弥陀が原へ到着後、いきなり稜線へのシール登行。
登り始めは大日岳もはっきりと見えているようだ。
昨晩、薄らと積もった湿雪にシールの効きが悪い。
急斜面でのジグを切りながら、厳しい登行を繰り返す。
おまけに辺りはガスで真っ白。
状況としてはかなり悪い状態。
そんな中、redsronさんが体調不良を訴え、
残念ながら下山となってしまった。
その後もガスの中を辛いシール登行を続けて、
天狗山、国見岳を通過していくと、
標高が上がったこともあり、ガスが薄らいできたようだ。
浄土山への登りは本日最後の急勾配。
クトーも効きが悪く、苦行のシール登高であった。
振り返るとなんと雲海が眼下に見えるではないか。
一気にテンションUP!
最後はスキーを担いでアイゼン登行で浄土山へと登り上げた。
photo by sanchan-san
そこから見えたのは、
「この世の最上の景色、天国のような景色。

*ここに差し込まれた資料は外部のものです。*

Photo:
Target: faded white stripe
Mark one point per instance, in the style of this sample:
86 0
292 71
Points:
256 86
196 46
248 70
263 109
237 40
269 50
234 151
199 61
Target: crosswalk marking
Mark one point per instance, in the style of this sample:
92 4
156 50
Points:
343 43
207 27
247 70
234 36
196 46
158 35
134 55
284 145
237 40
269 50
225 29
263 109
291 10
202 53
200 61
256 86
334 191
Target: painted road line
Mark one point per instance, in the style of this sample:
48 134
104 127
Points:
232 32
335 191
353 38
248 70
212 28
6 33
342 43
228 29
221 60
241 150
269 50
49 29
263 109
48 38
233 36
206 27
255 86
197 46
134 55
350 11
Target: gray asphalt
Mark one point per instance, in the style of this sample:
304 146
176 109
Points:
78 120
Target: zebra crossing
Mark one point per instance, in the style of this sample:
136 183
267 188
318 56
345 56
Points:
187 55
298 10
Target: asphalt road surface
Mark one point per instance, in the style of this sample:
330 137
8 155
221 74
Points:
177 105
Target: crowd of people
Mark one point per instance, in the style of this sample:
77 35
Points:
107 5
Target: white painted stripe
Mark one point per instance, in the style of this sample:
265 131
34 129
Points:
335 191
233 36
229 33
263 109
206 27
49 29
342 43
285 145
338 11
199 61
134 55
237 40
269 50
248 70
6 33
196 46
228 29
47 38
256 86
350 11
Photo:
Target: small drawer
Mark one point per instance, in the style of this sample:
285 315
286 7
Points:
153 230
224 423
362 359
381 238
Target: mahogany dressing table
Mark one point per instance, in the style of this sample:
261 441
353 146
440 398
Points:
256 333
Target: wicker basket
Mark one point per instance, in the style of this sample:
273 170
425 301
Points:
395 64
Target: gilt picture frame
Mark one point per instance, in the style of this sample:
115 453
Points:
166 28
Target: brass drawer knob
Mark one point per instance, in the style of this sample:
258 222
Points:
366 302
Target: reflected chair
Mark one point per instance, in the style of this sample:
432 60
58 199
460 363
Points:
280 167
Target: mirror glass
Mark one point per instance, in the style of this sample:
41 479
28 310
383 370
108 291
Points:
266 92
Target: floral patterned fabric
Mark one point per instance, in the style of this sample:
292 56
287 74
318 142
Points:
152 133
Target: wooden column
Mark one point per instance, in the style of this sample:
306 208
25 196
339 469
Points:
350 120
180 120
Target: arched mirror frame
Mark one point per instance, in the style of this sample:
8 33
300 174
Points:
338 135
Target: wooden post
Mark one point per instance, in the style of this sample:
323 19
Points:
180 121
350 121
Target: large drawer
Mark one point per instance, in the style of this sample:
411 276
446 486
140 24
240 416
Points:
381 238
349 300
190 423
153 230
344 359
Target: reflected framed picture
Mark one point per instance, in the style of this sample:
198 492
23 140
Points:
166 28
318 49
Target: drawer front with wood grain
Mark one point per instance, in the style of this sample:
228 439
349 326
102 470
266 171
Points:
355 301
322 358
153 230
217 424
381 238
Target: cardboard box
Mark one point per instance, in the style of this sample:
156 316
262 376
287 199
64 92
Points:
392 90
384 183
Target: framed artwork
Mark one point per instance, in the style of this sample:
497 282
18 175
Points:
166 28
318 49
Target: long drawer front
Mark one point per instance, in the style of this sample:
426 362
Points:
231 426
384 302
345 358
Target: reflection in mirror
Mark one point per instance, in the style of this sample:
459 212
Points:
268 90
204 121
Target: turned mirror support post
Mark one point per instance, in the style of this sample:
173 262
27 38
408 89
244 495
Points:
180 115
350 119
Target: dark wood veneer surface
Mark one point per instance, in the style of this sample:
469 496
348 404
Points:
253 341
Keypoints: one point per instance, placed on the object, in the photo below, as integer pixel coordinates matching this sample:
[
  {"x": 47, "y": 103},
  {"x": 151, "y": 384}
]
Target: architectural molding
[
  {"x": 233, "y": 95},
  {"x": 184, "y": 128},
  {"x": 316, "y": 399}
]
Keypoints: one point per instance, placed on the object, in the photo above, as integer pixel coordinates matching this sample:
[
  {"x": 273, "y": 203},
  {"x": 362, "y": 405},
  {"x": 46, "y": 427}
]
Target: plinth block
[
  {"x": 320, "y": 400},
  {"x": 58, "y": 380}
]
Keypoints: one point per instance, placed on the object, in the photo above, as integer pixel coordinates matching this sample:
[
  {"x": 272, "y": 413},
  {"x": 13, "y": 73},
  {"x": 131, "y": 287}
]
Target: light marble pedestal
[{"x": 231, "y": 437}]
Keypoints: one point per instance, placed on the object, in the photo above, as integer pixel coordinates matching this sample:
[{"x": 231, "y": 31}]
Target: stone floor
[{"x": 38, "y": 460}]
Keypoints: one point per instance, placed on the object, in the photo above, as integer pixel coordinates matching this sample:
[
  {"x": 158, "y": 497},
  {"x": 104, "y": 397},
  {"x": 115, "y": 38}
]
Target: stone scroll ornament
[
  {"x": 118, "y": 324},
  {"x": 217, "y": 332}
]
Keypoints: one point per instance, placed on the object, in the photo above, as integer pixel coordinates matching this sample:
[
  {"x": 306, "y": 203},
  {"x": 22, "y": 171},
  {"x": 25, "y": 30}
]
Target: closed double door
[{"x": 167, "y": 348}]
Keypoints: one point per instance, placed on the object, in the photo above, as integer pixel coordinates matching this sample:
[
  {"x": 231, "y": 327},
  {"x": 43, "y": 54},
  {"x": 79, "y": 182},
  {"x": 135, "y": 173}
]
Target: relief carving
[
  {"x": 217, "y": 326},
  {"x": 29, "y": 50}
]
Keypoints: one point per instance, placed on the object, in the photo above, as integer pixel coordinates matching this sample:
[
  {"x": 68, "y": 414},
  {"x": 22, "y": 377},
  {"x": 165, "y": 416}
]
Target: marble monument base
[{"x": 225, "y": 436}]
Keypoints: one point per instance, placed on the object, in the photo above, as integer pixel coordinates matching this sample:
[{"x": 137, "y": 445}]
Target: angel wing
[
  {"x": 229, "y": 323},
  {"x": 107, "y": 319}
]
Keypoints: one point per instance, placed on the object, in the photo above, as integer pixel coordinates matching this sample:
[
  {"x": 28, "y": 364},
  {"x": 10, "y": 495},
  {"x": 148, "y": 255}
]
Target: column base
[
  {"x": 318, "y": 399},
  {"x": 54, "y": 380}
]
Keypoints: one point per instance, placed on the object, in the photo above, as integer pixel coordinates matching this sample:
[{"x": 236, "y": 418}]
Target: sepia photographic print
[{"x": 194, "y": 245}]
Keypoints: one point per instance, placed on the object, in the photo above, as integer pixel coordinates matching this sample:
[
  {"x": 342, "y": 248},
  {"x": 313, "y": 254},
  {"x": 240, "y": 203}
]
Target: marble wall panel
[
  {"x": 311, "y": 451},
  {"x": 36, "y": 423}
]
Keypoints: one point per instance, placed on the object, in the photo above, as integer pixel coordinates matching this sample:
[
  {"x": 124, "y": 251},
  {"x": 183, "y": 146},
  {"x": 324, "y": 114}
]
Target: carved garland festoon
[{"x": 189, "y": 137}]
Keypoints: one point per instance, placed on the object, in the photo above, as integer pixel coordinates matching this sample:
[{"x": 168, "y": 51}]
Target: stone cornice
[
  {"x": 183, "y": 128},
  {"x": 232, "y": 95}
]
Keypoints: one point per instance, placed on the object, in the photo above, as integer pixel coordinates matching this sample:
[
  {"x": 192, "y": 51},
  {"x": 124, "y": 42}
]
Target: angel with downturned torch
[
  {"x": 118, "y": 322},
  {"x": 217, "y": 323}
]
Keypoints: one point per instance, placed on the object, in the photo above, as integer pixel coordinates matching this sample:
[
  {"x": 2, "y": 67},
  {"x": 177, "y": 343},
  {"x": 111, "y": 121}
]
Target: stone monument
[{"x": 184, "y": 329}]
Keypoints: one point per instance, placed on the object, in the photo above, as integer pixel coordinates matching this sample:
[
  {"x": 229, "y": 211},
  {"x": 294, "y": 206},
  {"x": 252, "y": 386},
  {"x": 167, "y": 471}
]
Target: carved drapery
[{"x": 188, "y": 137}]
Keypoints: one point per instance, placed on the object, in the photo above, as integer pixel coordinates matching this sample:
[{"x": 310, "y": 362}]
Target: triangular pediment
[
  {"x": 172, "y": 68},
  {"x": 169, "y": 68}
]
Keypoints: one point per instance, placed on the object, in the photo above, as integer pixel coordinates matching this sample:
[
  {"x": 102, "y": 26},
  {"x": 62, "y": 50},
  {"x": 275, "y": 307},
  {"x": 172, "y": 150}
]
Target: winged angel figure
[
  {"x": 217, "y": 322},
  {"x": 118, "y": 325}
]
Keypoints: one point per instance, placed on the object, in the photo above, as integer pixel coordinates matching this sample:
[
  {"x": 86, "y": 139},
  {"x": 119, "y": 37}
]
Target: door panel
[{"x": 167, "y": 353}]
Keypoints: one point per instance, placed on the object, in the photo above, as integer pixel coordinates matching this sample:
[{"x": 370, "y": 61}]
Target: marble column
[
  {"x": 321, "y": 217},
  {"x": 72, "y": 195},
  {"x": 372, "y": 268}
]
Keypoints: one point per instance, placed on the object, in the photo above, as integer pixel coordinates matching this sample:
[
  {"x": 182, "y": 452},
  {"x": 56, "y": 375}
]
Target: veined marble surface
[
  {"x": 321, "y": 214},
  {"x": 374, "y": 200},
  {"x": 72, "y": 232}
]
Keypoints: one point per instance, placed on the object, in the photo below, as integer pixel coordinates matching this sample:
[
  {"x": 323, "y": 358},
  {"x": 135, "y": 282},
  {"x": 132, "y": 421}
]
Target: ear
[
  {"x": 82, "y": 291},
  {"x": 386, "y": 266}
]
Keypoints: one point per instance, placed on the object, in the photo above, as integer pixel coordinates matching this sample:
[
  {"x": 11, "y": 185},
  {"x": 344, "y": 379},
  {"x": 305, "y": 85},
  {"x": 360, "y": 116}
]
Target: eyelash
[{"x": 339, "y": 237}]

」
ここは浄土山であった。
ゆっくりと躍動する雲海、照り付ける太陽、
そして北には剱岳と雄山。
南には眼下に五色ヶ原、その先には薬師岳から
槍ヶ岳への超大絶景が広がっていた(トップの写真)。
なんという贅沢な時間、
この瞬間を引き当てた幸運に感謝をするのであった。
今夜の泊りは、浄土山南峰の富山大学研究所であり、
同行のNishidenさんが大学関係者であることから
泊ることが出来たのである。
小屋のノートには宿泊者が記帳することが義務付けられており、
それことが我々が今年の一番乗りであることを証明していた。
夕食の準備を済ませ、一旦小屋の外へ。
そこには奇跡のような光景が・・・・
染まる剱岳と雄山
五色ヶ原と薬師岳
アーベンロートにすべての山嶺がオレンジ色の染まっていたのであった。
小屋内でのプチ宴会、みんなで持ち寄った食材とお酒を愉しみ、
夜は更けていく。
就寝前に満天の星を愉しみ、この日はお休み・・・
photo by sanchan-san
翌日4月12日、空は快晴、予想以上の好天気にテンションは上がったままだ。
雄山の山影からのご来光
まずは一の越までの大斜面を滑り降りる。
表面はややカリカリであるが、エッジもなんとか効くので
気持ちいいターンが真っ白な斜面に刻まれていく。
動画はこちら
一の越から雄山への登り、スキーを担いでアイゼン&ピッケル登行。
慎重に足を運び、雄山へ着いた。
photo by Nishiden-san
ここからは後立山連峰の絶景も楽しめた。
そして最大のイベント、山崎カールの滑降だ。
上部の最大斜度は40度ほど。
クラストしている箇所もあるが、エッジの切り返しが気持ちよく決まる。
ファーストトラックを刻むsanchan
photo by sanchan
なによりも面ツルの真っ白な斜面が最高に気持ちいい。
振り返るとカール地形を滑ってきたんだというのがわかる。
3本目を刻むNishiden-san
室堂へと滑り降り、
ここから再び天狗山山頂へシール登行だ。
開通前の無人の「雪の大谷」
昨日とは違い雄大な地形が高度を上げるほどに臨める。
天狗山手前のコル、南側は立山カルデラに大きく切れ込んでいる。
稜線を辿り、天狗山へ着くと、偶然の出逢いが待っていた。
昨年末、取立山で一緒にラッセルを愉しんだミラーさん達だ。
なんとNishidenさんもsanchanさんともお知り合いとのことで、
楽しい会話が弾むのであった。
弥陀ヶ原の絶景を見下ろしながらの大滑降、
そしてその弥陀ヶ原の大雪原を高原道路沿いに滑り降りていく。
右手には悪城の壁と呼ばれる絶壁が迫ってきた。
この辺りから滑り降りるのも苦行となってくる。
途中、大観峰では称名滝を初めて見るアングルで堪能し、
美女平へと滑り降りていった。
体力、気力ともに目一杯の二日間であったが、
それ以上に立山の美しい景色と劇的な天候の好転に
山スキーならではの魅力を満喫出来たのであった。
企画されたNishidenさん、そして同行された皆さんへ
感謝の気持ちと感動を共有出来たことにお礼を申し上げます。